The Chancellor also announced an investment of £138m in the grandly monikered UK Collaboratorium for Research in Infrastructure and Cities (UKCRIC). UKCRIC will be based in London, Birmingham, Southampton, Sheffield and Newcastle and will research the economic and environmental aspects of infrastructure development.
Investment in technology and digital economy
The Budget also set out plans to invest in digital infrastructure, especially emerging technologies related to the Internet of Things (IoT) and smart cities. The announcements included a £140 million investment in research and development into ‘cities of the future’ and another £600 million invested in broadband enhancements (including satellites) and IoT technology.

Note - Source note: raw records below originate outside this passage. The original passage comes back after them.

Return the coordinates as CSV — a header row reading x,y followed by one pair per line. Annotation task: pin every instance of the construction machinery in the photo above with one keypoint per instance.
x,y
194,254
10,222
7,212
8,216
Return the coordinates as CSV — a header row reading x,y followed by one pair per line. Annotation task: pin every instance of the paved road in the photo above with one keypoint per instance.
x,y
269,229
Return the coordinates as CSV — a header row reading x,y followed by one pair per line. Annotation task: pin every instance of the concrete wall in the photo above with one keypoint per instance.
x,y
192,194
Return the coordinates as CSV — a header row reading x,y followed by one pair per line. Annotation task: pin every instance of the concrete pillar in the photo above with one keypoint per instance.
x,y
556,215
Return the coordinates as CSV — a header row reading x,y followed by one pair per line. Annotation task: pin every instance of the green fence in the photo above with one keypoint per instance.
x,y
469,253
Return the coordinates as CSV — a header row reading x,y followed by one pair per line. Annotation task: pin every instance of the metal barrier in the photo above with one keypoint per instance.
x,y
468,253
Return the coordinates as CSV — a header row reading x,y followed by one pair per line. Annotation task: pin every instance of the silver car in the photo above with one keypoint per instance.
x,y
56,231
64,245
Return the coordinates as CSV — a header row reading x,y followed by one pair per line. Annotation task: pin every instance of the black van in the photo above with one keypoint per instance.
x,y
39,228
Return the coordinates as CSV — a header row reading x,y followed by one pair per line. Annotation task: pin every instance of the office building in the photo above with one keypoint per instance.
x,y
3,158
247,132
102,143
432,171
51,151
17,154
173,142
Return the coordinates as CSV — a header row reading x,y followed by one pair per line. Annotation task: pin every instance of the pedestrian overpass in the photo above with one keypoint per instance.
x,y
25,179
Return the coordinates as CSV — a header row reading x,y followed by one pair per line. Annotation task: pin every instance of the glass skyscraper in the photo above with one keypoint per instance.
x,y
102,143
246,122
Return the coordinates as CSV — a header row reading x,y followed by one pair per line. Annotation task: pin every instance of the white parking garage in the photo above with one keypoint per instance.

Meeting its own broadband rollout targets has been something of a problem for the government and so there are plans to try to crack this particular nut once and for all so that all areas of the UK, including remote and rural communities can enjoy reliable broadband speeds of at least 100mbps.
The sharing economy
Another modish technological idea addressed by the Chancellor in the Budget was the sharing economy. He claims the government will now be adopting this as a key policy area and encouraging public sector bodies to take advantage of the sharing economy with regard to their own operations. The government is throwing its weight behind the idea with the creation of a new industry body, Sharing Economy UK (SEUK) and two specialist hubs in Manchester and Leeds to promote the idea pioneered by the likes of Airbnb. Again, the announcement was made with regard to the need to spread development across the country with the Chancellor suggesting the sharing economy is well established and important in London but underdeveloped in the rest of the UK. The Budget included an announcement that in Leeds and Greater Manchester will be taking part in a ‘Sharing City’ scheme to pilot ideas about shared office space, skills and transport.
Investment in driverless technology
Yet another ‘insurgent technology’ to be given a punt by the Budget is driverless technology. Earlier this week a speaker from Google announced in a TED Talk that he expected driverless cars to be commonplace on the roads within five years. As it is with other technologies, the government is determined to remain at the forefront of developments with a an investment of £100m into driverless vehicles. The vehicles will be piloted on roads in Milton Keynes, Bristol, Coventry and Greenwich.
Government property and procurement
The past five years have seen a number of changes in the way the public sector has used property and gone about buying goods and services, as we have regularly reported. The Budget continued announcements on these twin themes, especially in areas that are already being addressed. These include an assessment of procurement and property in the National Health Service’s enormous estate. There is also to be a new central body (the latest of many) which will own and manage the government estate and report to the Treasury and the Government Property Unit.